The Case of Chris: How Mentoring in a STEAM Program Supports Undergraduate Learning
Mon, April 8, 12:20 to 1:50pm, Metro Toronto Convention Centre, Floor: 600 Level, Room 606Abstract
This paper presents a qualitative case study of undergraduate mentor learning. Our work is grounded in sociocultural perspectives that emphasize individuals with unique histories interacting to learn as they participate in shared endeavors (Cole, 1996; Herrenkohl & Mertl, 2010; Vygotsky 1987/1934). In STUDIO, we use ways of knowing, doing, and being to describe and analyze the broad learning that takes place. What we mean by knowing and doing is knowledge and practice in mentoring, and being includes concepts such as students’ interests and affective orientations in relation to knowledge, other participants, and students’ future selves. We take a community of learners approach, adapting a reciprocal model of mentoring to create an environment where interest driven learning supports individuals to work together to make new knowledge while creating their community, thereby contributing to sociopolitical change as well as individual change (Politics of Writing, 2017).
This study is situated in STUDIO, a STEAM (Science, technology, engineering, art, and mathematics) after-school program located in a CBO. The CBO and a public university partner to provide broad, informal learning opportunities in STEAM for youths and undergraduate student mentors to contextualize STEM knowledge inside their everyday experiences.
This qualitative case study discusses how one mentor, Chris, developed new ways of knowing, doing, and being over the course of designing and enacting his curriculum called the World Through Food (Anderson-Levitt, 2009). Data include Chris’s written reflections, two semi-structured interviews (at two different points in time), researcher field notes and reflective memos. Thematic coding across data sources informed the development of key areas Chris identified as points of challenge and growth in his account of his own learning.

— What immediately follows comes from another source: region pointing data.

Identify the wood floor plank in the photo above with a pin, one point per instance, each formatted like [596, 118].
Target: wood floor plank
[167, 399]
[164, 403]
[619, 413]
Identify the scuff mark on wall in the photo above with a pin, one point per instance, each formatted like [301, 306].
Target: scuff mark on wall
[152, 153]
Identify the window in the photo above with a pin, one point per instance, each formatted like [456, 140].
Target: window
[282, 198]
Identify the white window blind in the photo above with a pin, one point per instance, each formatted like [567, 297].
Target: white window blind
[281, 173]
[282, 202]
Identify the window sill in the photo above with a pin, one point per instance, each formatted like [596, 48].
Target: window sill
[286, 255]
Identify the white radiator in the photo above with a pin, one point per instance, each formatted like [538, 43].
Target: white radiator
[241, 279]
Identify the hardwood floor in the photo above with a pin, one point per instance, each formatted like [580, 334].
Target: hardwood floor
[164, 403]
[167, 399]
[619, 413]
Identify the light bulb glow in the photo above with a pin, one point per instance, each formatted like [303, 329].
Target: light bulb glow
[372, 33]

Iterations of thematic codes resulted in two broad aspects of Chris’ development in knowing, doing and being. First, designing and facilitating the World through Food lead Chris to redefine the practice of asking questions. He reflected that his questions for the youths were initially centered on his interests and expertise (what he called “pocket questions”) before World Through Food. Through the process of facilitation, his questions became more refined, less rigid, and more responsive to the youths’ immediate thinking and ideas, thereby stimulating new knowledge for youth and for him.
Furthermore, Chris reported using the practice of writing reflections as a tool to expand his own learning across different contexts. Carefully listening and then reflecting about moments when youths shared about their religion helped him to learn about different cultures and people. Beyond STUDIO, he reported using this reflective practice during his experience of shadowing professionals in his field of choice to make sense out of why and how they made certain decisions.
This case study provides a more in-depth example of how an undergraduate student not only becomes knowledgeable in mentoring and furthers his STEM knowledge but also develops as a person who understands the importance of responsive listening, and reflecting about his and others’ knowledge, culture, and religion. It addresses the need for research on undergraduate students’ development as whole people in higher education.